Genèse du projet

Tout a commencé à une séance de projection de l’Office national du film du Canada au Musée de la civilisation à Gatineau. C’est à cette occasion que la ministre fédérale de la Santé, Leona Aglukkaq, a prononcé les mots qui allaient inspirer le lancement d’un projet excitant.

« Je me rappelle avoir regardé des films de l’ONF dans ma communauté, au Nunavut, quand j’étais jeune, a dit la ministre, après avoir vu Passage (John Walker, PTV Productions 2008). Ce sont des films merveilleux. Ce serait formidable de pouvoir les revoir. »

Madame Aglukkaq exprimait ainsi le souhait d’un grand nombre de personnes. Étant donné que tous les yeux sont maintenant tournés vers cette région en changement qu’est l’Arctique et, qu’au Nord comme au Sud, on veut connaître son passé, son présent et son avenir, il était manifestement temps de passer à l’action et de rendre les histoires du Grand Nord accessibles à tous et à toutes.

Le commissaire du gouvernement à la cinématographie et président de l\’Office national du film du Canada, Tom Perlmutter, et le commissaire adjoint, Claude Jolicœur, ont décidé de recenser tous les films de la collection de l’ONF réalisés par des Inuit ou portant sur les Inuit. Ils ont dénombré plus de 100 titres, ce qui représente la plus importante collection de films inuits dans le monde. Ils ont aussi constaté que la plupart de ces films, pour une raison ou une autre, n’étaient pas distribués à grande échelle.

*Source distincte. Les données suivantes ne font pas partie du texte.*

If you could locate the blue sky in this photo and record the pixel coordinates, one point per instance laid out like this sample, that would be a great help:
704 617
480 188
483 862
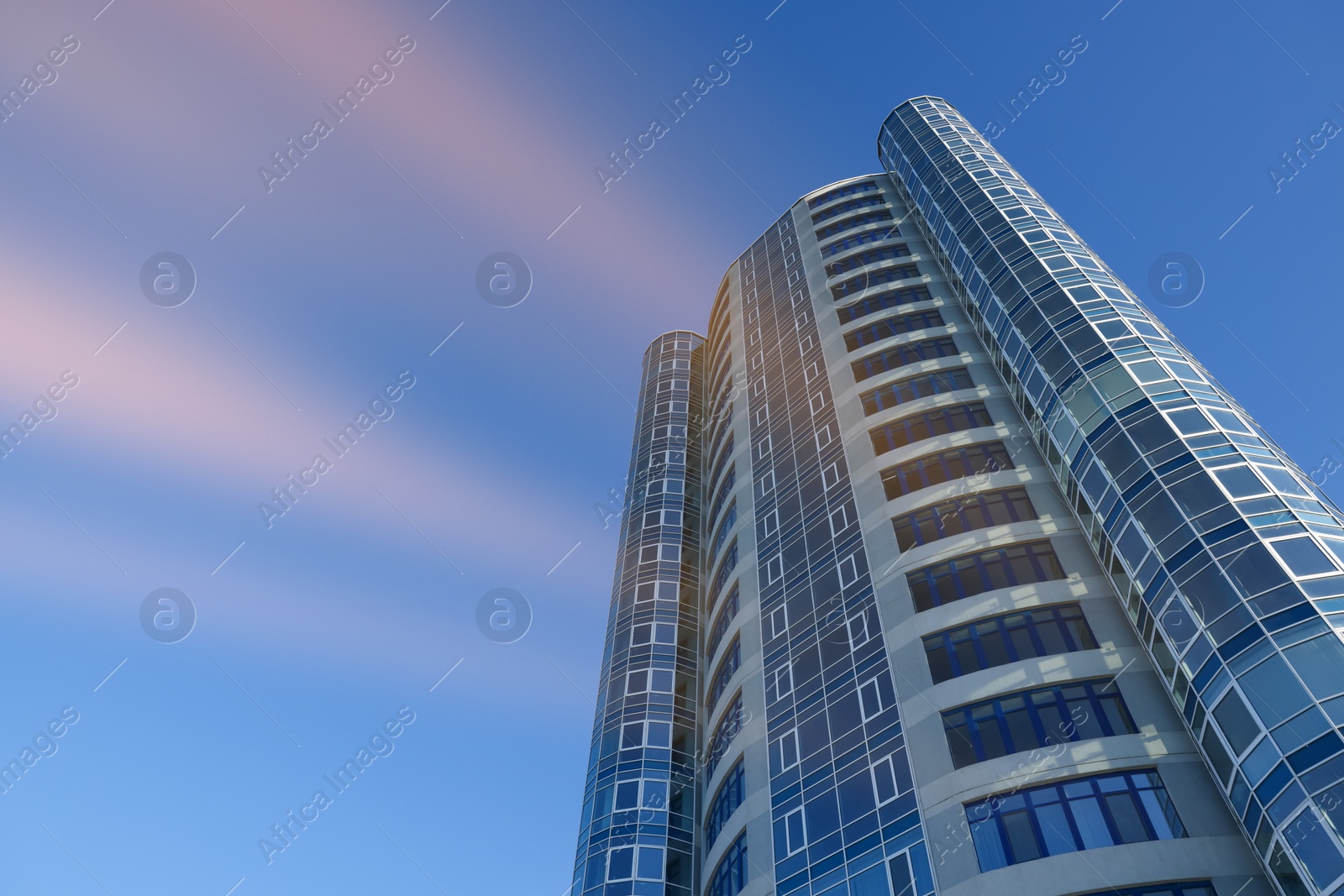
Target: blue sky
318 293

L’ONF a donc établi un partenariat avec le Secrétariat des relations avec les Inuit d’Affaires autochtones et Développement du Nord Canada, le gouvernement du Nunavut et son ministère de l’éducation ainsi qu’avec le soutien d’autres organisations inuites. On a formé un comité consultatif, dont font partie des représentants de diverses organisations inuites et de chacune des régions inuites. Trois personnes se sont jointes au projet en tant que conseillers spéciaux : la traductrice et militante Martha Flaherty, l’un des fondateurs du Nunavut, Peter Irniq, et le directeur du département d’inuktitut de l’Institut culturel Avataq, Zebedee Nungak. Ils ont collaboré aux versions en inuktitut des films et c’est Zebedee Nungak qui a eu l’idée du mot Unikkausivut, qui veut dire « transmettre nos histoires », pour nommer ce projet.

Les 110 films de la collection Unikkausivut couvrent sept décennies de productions de l’ONF sur le Grand Nord. On y trouve des titres contemporains et même des projets auxquels travaillent encore des créateurs inuits et dont la sortie est prévue sous peu.

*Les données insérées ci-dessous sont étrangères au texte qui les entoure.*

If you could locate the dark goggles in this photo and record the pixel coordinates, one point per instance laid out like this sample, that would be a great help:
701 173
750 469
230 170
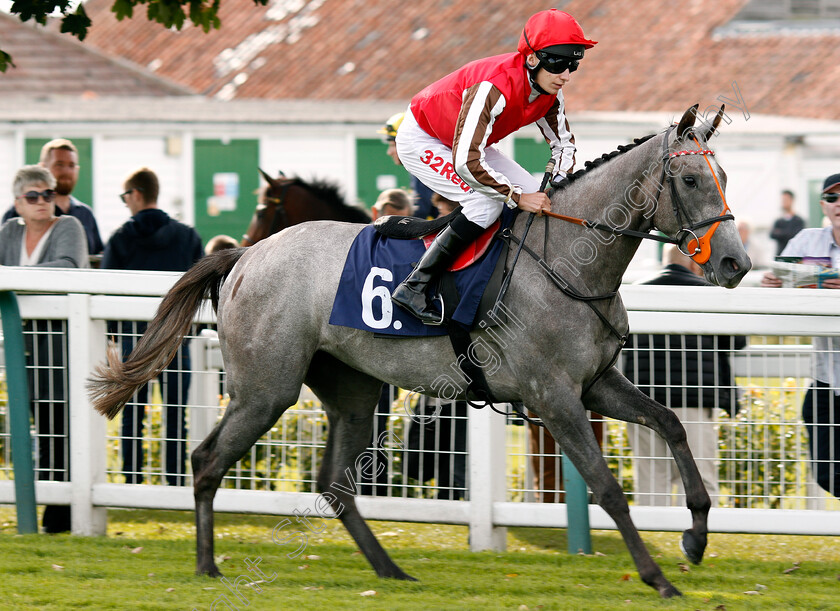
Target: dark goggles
555 63
31 197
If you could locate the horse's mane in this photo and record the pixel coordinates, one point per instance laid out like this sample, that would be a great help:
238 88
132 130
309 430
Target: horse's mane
330 193
596 163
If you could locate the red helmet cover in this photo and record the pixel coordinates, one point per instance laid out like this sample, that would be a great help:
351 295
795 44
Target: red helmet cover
549 28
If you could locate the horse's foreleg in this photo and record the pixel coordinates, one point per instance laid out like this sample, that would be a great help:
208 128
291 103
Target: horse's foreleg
615 396
238 430
349 398
571 428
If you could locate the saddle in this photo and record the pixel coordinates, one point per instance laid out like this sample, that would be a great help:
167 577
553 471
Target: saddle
412 228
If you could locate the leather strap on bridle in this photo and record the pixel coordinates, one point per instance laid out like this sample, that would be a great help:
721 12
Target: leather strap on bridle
280 219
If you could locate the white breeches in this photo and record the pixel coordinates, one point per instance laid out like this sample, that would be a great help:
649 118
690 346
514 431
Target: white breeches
430 160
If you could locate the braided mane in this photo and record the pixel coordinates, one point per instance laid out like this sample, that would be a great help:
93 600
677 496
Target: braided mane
330 193
596 163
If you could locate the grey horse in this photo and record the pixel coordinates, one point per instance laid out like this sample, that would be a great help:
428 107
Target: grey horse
274 300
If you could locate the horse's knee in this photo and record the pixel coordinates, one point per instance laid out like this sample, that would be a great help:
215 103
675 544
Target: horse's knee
672 429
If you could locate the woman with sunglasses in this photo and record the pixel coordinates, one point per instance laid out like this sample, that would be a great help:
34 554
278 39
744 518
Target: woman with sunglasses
821 406
448 134
36 236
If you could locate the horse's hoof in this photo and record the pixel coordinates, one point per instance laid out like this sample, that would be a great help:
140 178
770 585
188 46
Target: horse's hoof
693 546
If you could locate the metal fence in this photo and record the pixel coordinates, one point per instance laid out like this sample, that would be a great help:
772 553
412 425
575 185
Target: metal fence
441 462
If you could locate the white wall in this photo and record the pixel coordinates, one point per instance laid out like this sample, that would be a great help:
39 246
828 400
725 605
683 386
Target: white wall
322 157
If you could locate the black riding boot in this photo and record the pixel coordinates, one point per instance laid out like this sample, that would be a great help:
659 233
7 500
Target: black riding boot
449 243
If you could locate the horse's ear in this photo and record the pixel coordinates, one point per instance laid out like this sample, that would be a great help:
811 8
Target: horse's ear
687 122
715 123
268 178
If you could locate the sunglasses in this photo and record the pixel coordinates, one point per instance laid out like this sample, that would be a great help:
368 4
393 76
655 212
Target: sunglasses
31 197
556 64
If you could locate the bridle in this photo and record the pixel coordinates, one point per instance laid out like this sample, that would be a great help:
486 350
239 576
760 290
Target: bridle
698 248
280 218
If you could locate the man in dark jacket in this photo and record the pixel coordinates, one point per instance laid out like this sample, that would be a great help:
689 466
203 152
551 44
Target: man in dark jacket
151 240
691 375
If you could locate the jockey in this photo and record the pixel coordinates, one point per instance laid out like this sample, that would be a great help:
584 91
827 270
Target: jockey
447 135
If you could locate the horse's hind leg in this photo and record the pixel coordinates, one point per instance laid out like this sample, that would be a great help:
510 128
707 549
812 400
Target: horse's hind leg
615 396
349 397
568 423
241 426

Après avoir consulté les experts de la collection de l’ONF, Marc St-Pierre et Albert Ohayon, le comité a décidé qu’il était important de montrer l’évolution des films de la collection. Ainsi, ceux des années 1940, 1950 et 1960, qui adoptent une perspective « ethnographique », représentent les Inuit à partir du point de vue d’étrangers blancs. Ces premiers films présentent un intérêt historique, puisqu’ils documentent un mode de vie maintenant disparu. Dans les années 1970, un nouveau type de film inuit a vu le jour et, depuis l’arrivée du nouveau millénaire, on assiste à un véritable essor du cinéma inuit.

Du film instructif Comment construire votre iglou (Douglas Wilkinson, 1949) à Entre deux mondes (Barry Greenwald, Investigative Productions Inc.,1990), lequel raconte l’histoire du grand chasseur inuit Joseph Idlout qui a abandonné le mode de vie traditionnel pour finir par perdre son identité, Unikkausivut permet d’offrir ces belles histoires de la vie dans le Grand Nord à l’ensemble des Canadiens, sans oublier les Inuit, lesquels sont impatients de voir les histoires qui émanent de leurs communautés portées à l’écran.

L’an dernier, dans le cadre des événements entourant les excuses du gouvernement fédéral aux Inuit pour les déportations de populations en Extrême-Arctique dans les années 1950, le film Martha qui vient du froid (Marquise Lepage, Les productions Virage inc., 2009) a été présenté à Inukjuak, au Nunavik. Ce documentaire, qui fait partie de la collection Unikkausivut, raconte les répercussions de cette déportation sur une famille inuite. La réaction de l’auditoire a été très émotive. Le film, en racontant un pan de l’histoire des Inuit, leur a permis en quelque sorte de se la réapproprier.

Paul Parsons, maire de Kuujjuuaq, a bien mis en lumière l’importance de faire connaître de telles histoires en disant que « ces films sont de précieux outils pour nos jeunes ».

Transmettre les fascinantes histoires du Nord est une façon de garder vivante une culture unique et, ce faisant, de se révéler aux autres. Il importe donc que l’ensemble de la population canadienne voit ces films.